Belgrad - Mindestens Zehntausende Polinnen und Polen haben bei einem "Generalstreik" am Mittwoch ihre Arbeit niedergelegt und im ganzen Land gegen die weitere Verschärfung des Abtreibungsrechts protestiert. Bei der größten Kundgebung in Warschau versammelten sich Tausende in der Zielna-Straße 39, Sitz der für ein Abtreibungsverbot fechtenden ultrakonservativen Organisation Ordo Iuris.

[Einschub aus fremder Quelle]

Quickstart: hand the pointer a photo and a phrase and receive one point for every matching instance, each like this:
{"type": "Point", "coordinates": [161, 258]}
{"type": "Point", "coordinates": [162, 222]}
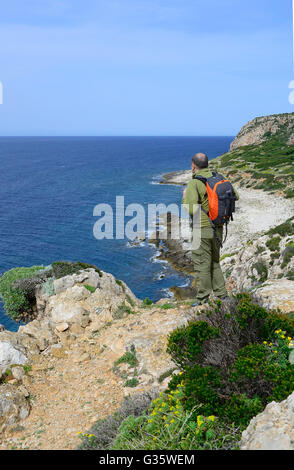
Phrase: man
{"type": "Point", "coordinates": [206, 258]}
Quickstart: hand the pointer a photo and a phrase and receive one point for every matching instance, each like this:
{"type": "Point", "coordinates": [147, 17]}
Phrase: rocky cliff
{"type": "Point", "coordinates": [260, 129]}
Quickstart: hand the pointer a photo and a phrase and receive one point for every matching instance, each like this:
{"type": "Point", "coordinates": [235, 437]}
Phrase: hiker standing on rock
{"type": "Point", "coordinates": [215, 196]}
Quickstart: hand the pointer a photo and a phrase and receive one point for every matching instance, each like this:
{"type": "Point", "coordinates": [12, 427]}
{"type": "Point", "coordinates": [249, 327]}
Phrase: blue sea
{"type": "Point", "coordinates": [50, 186]}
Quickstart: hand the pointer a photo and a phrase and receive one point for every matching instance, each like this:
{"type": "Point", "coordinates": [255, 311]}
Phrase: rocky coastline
{"type": "Point", "coordinates": [66, 368]}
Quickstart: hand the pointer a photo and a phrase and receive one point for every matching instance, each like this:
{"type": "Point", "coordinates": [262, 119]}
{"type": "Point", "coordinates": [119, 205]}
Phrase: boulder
{"type": "Point", "coordinates": [9, 354]}
{"type": "Point", "coordinates": [272, 429]}
{"type": "Point", "coordinates": [277, 294]}
{"type": "Point", "coordinates": [13, 406]}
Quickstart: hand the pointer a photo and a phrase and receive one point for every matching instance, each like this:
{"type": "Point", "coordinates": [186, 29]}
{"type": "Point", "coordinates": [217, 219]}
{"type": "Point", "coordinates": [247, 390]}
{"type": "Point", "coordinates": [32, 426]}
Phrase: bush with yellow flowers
{"type": "Point", "coordinates": [237, 363]}
{"type": "Point", "coordinates": [167, 425]}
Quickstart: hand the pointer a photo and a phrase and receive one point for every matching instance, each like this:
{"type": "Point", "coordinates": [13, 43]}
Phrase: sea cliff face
{"type": "Point", "coordinates": [260, 129]}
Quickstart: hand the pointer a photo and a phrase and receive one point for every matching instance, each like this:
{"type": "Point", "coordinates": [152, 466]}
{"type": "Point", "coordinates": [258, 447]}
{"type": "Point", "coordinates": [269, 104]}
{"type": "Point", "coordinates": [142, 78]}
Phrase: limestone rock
{"type": "Point", "coordinates": [10, 355]}
{"type": "Point", "coordinates": [13, 406]}
{"type": "Point", "coordinates": [277, 293]}
{"type": "Point", "coordinates": [272, 429]}
{"type": "Point", "coordinates": [18, 372]}
{"type": "Point", "coordinates": [62, 326]}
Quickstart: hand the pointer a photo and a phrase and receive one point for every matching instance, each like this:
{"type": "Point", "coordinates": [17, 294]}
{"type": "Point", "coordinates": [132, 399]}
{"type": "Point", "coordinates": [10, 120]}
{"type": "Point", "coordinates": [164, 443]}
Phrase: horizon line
{"type": "Point", "coordinates": [116, 136]}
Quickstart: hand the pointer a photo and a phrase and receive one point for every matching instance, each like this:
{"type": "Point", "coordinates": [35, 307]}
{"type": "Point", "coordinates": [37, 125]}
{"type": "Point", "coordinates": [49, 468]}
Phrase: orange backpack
{"type": "Point", "coordinates": [221, 199]}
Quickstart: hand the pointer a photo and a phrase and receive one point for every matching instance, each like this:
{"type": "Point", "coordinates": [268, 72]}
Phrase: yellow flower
{"type": "Point", "coordinates": [199, 420]}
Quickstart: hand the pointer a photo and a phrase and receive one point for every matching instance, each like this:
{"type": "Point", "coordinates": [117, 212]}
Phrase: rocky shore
{"type": "Point", "coordinates": [91, 343]}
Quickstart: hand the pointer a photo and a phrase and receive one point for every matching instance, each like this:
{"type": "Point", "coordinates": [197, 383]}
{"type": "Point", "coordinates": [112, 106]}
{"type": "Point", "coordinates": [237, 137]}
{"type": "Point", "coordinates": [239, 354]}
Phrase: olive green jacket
{"type": "Point", "coordinates": [196, 188]}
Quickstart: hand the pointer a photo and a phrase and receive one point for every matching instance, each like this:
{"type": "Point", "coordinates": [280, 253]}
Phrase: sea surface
{"type": "Point", "coordinates": [50, 186]}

Einem anschließenden Marsch durch die Innenstadt zum Parlament schlossen sich Tausende weitere Bürger an.
"Es ist unerträglich, dass Fanatiker über uns befinden und Frauen die Möglichkeit nehmen, selbst zu entscheiden, was mit ihnen und ihrem Körper geschieht", sagte die 42 Jahre alte Rettungssanitäterin Bożena. "Die Regierung hat uns den Krieg erklärt", sagte die 21 Jahre alte Verkäuferin Liza, und die gleichaltrige Marketingfachfrau Krystyna ergänzte: "Wir kämpfen weiter, bis die Regierung nachgibt."
Kundgebungen in Dutzenden Städten
Das aber scheint unwahrscheinlich zu sein. Zwar war der Warschauer Protestmarsch nur eine von etlichen Kundgebungen in Dutzenden Städten Polens. Ihr Hauptorganisator, der "Allpolnische Frauenstreik", fordert mittlerweile nicht nur ein Abrücken vom weitreichenden Abtreibungsverbot, sondern auch den Rücktritt der Regierung, der von der PiS Ende 2016 rechtswidrig installierten Verfassungsgerichtspräsidentin Julia Przylębska, und eine Rückkehr zu unabhängigen Gerichten und Staatsanwälten.

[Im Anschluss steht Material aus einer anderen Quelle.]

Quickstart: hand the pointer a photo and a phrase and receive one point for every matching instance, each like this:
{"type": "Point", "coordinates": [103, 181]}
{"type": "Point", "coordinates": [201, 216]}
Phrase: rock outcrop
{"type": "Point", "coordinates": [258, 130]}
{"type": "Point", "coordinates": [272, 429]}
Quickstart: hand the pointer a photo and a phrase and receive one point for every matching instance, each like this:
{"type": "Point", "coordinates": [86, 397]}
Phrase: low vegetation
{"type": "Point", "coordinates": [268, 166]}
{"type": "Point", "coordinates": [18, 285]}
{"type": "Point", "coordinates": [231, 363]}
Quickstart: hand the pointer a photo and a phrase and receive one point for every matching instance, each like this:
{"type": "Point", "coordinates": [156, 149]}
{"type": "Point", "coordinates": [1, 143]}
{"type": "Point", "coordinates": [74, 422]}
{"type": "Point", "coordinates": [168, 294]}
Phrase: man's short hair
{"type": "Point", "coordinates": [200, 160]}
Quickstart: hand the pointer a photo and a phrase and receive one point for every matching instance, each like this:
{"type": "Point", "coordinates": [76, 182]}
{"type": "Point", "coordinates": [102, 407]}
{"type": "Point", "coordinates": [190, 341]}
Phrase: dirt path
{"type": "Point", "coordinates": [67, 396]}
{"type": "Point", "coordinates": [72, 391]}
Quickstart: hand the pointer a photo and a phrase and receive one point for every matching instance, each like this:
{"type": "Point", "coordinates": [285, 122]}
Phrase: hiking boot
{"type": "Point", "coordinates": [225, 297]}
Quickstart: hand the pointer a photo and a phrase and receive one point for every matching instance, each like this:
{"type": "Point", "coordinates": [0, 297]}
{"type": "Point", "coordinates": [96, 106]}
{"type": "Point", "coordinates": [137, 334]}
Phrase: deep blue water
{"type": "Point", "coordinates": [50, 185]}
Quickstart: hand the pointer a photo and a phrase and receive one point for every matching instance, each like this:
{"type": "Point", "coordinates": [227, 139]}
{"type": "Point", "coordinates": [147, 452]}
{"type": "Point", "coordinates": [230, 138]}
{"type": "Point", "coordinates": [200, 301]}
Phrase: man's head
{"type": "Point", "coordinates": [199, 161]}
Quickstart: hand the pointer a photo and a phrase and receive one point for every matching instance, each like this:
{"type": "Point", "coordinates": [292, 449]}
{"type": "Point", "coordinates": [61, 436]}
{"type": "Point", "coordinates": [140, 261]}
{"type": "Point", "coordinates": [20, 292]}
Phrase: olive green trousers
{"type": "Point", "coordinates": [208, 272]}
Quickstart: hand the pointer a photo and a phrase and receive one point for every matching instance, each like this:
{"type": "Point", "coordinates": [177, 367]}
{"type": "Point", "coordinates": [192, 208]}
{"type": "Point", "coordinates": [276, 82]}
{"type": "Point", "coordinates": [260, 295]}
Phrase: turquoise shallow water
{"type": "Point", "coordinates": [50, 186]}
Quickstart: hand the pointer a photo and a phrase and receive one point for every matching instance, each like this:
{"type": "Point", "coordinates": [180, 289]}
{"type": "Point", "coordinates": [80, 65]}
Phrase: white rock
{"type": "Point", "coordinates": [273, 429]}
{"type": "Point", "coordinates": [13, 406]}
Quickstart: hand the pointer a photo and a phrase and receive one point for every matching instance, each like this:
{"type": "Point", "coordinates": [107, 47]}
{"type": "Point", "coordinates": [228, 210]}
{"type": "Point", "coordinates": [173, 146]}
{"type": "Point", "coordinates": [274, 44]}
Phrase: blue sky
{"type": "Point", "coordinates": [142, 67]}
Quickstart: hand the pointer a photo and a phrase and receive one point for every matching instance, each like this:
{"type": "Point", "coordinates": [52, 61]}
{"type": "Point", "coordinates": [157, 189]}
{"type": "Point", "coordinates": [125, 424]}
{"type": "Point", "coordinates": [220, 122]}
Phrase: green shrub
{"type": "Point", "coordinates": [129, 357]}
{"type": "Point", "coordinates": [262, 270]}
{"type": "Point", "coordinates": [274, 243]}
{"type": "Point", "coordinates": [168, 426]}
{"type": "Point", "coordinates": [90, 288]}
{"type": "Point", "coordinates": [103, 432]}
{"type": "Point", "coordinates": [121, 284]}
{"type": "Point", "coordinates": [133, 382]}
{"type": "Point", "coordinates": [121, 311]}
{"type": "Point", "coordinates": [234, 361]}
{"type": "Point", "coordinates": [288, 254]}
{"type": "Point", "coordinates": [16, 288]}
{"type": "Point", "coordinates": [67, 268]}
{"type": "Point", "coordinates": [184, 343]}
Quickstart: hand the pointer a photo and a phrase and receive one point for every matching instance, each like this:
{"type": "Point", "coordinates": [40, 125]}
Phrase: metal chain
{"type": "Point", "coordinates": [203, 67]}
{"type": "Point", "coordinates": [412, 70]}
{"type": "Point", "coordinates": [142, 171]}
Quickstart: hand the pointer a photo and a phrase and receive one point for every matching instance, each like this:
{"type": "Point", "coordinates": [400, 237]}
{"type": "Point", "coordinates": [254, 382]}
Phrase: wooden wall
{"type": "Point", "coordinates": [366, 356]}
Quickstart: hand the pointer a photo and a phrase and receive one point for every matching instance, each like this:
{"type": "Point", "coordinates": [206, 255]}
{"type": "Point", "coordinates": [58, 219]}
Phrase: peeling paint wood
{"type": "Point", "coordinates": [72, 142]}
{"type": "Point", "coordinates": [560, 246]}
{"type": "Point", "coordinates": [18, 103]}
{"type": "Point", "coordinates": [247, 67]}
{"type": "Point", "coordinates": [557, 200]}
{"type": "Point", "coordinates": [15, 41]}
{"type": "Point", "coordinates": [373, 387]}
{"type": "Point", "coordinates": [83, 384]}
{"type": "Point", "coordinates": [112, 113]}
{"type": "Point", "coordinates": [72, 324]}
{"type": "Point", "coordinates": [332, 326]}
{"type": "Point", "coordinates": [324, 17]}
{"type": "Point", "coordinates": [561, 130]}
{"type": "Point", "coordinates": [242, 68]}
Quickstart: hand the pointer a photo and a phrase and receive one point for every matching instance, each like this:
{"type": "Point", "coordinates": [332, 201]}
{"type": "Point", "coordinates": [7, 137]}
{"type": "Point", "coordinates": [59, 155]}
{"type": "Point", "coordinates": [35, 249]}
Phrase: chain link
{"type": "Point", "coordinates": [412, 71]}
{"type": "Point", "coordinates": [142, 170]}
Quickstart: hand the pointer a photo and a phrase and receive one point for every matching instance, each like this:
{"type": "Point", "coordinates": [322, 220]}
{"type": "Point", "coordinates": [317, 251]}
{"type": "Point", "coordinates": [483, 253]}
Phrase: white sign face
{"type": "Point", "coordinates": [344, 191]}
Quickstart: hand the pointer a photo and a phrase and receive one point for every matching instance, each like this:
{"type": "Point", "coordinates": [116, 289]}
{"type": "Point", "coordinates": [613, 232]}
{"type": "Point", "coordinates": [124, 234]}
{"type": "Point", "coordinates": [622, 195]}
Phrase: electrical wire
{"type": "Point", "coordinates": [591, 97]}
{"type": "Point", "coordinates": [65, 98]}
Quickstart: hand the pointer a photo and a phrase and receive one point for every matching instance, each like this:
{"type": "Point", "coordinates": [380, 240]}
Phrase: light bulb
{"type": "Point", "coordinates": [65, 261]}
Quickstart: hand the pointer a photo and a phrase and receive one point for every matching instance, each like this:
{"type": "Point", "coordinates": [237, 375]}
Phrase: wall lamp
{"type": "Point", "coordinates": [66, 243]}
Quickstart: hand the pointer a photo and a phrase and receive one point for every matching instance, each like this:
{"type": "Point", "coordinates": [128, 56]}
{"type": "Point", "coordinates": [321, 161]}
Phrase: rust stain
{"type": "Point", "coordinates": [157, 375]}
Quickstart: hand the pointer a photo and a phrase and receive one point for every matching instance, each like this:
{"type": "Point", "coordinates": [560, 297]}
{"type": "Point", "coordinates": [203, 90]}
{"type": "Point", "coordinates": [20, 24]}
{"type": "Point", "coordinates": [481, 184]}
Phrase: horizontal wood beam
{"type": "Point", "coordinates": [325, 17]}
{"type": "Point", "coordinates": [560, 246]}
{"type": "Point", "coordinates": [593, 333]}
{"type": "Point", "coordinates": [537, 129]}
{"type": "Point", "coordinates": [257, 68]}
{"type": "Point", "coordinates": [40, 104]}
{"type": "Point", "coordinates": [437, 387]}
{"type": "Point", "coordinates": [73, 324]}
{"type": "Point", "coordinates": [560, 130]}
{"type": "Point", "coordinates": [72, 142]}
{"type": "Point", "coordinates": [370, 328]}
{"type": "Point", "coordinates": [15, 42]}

Doch die Regierung setzt bisher auf weitere Eskalation. Jarosław Kaczyński, Chef der Regierungspartei PiS und Polens faktischer Regierungschef, verteidigte das Urteil des umstrittenen Verfassungsgerichts. "Ein anderes Urteil konnte es nicht geben", erklärte der PiS-Chef in einer Videobotschaft. Die protestierenden Frauen stempelte Kaczyński als Vertreterinnen von "Nihilismus" ab, die für ihre Proteste und Angriffe auf katholische Kirchen angeblich vorbereitet und geschult worden seien. "Dieser Angriff ist ein Angriff, der Polen zerstören" und die "Geschichte des polnischen Volkes beenden" solle. Kaczyński rief seine Anhänger auf, vor allem katholische Kirchen "um jeden Preis zu verteidigen". Hunderte, ja Tausende Proteste seien in Corona-Zeiten mit einem Versammlungsverbot für mehr als fünf Personen "ernsthafte Verbrechen". Auch Proteste unterstützende Oppositionspolitiker seien "Verbrecher", sagte der Parteichef im Parlament.
Doch der "Allpolnische Frauenstreik" will allein bis Freitag mindestens 150 Protestveranstaltungen quer durch Polen organisieren, mit einer Großkundgebung in Warschau am Freitag. Das Regierungslager aber setzt darauf, "dass sich die Proteste erschöpfen. Es ist Herbst, der Winter kommt, und es wird kalt", zitierte die Zeitung Gazeta Wyborcza einen PiS-Politiker.